Тут Машкин набросился на соперника, точно сорвался с цепи. Оскалившись, он бил Лешку куда попало, не давая тому очухаться и нанести ответную плюху. У Лешки челюсти клацали, из груди рвался болезненный выдох, даже стон. Искры в глазах. В какой-то момент Лешка почувствовал во рту вкус крови: неужели всё — побит, проиграл, не отомстил предателю? Нет уж! Лешка проглотил кровавые слюни, стиснул зубы, ринулся сквозь толчею встречных ударов, изловчился, всадил Машкину кулаком в «поддыхалку», а когда тот приосел, вмочил правой в челюсть.
— Брэк! Брэк! — проорал Ленька Жмых, растолкал соперников на стороны. Накинулся на Лешку: — Язык покажи!
Лешка язык не показал, ткнул рукой в сторону Машкина:
— У него тоже губа разбита! — И тут же кинулся волком на соперника.

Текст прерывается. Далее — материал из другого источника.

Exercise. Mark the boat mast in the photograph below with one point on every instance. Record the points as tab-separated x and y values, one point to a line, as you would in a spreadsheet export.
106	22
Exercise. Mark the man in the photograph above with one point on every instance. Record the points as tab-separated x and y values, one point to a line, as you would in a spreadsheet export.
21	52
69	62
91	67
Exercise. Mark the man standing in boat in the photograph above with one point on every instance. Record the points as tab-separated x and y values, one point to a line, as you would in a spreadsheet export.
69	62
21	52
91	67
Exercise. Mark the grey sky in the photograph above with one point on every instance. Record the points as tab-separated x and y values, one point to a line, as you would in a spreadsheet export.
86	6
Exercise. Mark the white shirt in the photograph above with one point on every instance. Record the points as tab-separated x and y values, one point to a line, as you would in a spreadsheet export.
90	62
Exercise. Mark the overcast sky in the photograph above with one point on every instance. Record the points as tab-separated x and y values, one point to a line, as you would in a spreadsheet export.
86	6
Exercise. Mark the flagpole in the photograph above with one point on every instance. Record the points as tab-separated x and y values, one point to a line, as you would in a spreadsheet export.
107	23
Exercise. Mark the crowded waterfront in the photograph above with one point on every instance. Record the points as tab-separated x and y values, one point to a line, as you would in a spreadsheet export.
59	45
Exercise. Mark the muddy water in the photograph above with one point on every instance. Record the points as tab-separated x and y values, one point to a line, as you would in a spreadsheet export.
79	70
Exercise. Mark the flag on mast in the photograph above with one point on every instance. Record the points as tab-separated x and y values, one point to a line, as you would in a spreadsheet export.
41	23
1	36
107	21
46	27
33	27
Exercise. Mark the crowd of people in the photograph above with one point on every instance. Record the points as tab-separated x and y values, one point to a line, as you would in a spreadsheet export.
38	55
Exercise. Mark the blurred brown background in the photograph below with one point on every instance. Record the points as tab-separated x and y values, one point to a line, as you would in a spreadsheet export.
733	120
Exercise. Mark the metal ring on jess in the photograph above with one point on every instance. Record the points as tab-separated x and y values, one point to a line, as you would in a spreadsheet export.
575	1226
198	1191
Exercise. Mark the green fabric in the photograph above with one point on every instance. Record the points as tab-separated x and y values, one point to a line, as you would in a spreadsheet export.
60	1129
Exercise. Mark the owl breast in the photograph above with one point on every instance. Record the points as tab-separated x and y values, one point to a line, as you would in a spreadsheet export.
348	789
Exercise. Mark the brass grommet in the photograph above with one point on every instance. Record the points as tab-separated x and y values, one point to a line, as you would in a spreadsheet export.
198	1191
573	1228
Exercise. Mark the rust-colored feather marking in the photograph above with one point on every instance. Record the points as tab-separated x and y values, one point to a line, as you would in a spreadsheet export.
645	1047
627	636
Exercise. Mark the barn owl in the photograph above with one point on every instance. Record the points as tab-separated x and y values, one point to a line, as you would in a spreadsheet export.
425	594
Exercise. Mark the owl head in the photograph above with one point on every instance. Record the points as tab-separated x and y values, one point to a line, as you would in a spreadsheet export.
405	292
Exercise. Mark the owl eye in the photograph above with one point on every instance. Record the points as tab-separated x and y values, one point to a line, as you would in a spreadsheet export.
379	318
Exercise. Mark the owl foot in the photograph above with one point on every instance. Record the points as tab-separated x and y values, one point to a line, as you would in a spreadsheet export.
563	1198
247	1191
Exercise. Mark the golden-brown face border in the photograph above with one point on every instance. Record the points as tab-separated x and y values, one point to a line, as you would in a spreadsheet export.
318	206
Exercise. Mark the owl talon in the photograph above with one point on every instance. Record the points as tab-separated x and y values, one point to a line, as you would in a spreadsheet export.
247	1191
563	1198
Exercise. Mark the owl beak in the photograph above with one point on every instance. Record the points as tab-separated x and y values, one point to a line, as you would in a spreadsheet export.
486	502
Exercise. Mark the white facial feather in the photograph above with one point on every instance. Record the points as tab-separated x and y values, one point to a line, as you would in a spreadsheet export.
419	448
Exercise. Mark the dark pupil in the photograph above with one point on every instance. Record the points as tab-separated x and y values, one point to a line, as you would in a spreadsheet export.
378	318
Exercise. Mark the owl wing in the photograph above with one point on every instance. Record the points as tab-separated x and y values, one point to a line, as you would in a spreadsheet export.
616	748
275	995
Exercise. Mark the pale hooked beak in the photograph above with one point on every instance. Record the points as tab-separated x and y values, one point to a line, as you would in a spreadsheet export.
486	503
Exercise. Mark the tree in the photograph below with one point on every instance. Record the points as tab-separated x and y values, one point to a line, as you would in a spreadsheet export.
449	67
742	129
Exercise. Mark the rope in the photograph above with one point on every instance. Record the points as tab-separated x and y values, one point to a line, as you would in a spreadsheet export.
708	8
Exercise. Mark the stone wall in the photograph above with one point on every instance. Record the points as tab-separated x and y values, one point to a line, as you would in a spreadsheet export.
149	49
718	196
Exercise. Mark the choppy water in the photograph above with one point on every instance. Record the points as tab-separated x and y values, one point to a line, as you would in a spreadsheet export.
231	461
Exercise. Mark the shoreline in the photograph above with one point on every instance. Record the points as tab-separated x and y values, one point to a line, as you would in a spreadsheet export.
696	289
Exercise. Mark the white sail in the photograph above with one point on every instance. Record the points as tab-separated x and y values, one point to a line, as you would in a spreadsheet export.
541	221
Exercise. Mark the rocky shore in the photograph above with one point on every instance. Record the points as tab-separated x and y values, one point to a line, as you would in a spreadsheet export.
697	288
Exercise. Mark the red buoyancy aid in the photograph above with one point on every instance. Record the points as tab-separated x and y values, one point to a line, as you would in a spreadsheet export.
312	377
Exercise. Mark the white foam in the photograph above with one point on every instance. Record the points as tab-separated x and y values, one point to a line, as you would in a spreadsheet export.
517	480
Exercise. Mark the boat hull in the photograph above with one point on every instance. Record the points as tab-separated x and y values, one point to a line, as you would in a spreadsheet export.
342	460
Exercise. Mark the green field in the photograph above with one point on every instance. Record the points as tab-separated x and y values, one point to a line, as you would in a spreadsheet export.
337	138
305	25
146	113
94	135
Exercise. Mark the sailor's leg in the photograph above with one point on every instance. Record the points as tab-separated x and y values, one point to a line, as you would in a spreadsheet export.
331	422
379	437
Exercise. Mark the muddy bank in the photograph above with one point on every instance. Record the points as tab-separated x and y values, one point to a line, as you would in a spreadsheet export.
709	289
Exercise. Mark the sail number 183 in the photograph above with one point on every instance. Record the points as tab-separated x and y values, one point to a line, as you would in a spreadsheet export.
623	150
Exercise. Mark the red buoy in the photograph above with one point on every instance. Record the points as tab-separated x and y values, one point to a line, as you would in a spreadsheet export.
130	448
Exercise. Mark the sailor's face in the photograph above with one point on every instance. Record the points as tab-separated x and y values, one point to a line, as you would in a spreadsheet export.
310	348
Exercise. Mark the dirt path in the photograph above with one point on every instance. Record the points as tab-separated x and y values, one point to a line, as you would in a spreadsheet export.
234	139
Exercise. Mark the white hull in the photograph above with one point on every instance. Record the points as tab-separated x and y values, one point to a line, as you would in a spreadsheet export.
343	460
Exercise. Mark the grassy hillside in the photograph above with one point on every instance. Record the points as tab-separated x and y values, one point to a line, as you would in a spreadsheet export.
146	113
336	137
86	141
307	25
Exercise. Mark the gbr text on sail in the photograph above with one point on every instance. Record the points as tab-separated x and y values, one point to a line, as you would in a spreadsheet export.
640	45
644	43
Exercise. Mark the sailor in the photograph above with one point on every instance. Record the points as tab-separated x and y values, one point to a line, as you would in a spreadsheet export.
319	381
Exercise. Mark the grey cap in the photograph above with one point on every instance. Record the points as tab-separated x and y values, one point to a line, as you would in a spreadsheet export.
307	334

— Ну чё? Тогда — бой! — запоздало провозгласил Жмых-рефери.
Дальше пошла просто драка. Ленька Жмых понапрасну дул в свисток, кричал:
— Зачем перчатки сбросили?.. Э-э, вы чё, ногами нельзя!
Они уже дрались за рингом, оттеснив наблюдавших пацанов, дрались без правил и вместе с болью и матюгами выливалась горючая обида:
— Ты у меня, сука, еще за Ленку схлопочешь! — шипел разъяренный Лешка, забравшись на соперника верхом.
— Раком я ставил твою Ленку! — не сдавался верткий Машкин, уворачивался от ударов, сам оказывался наверху.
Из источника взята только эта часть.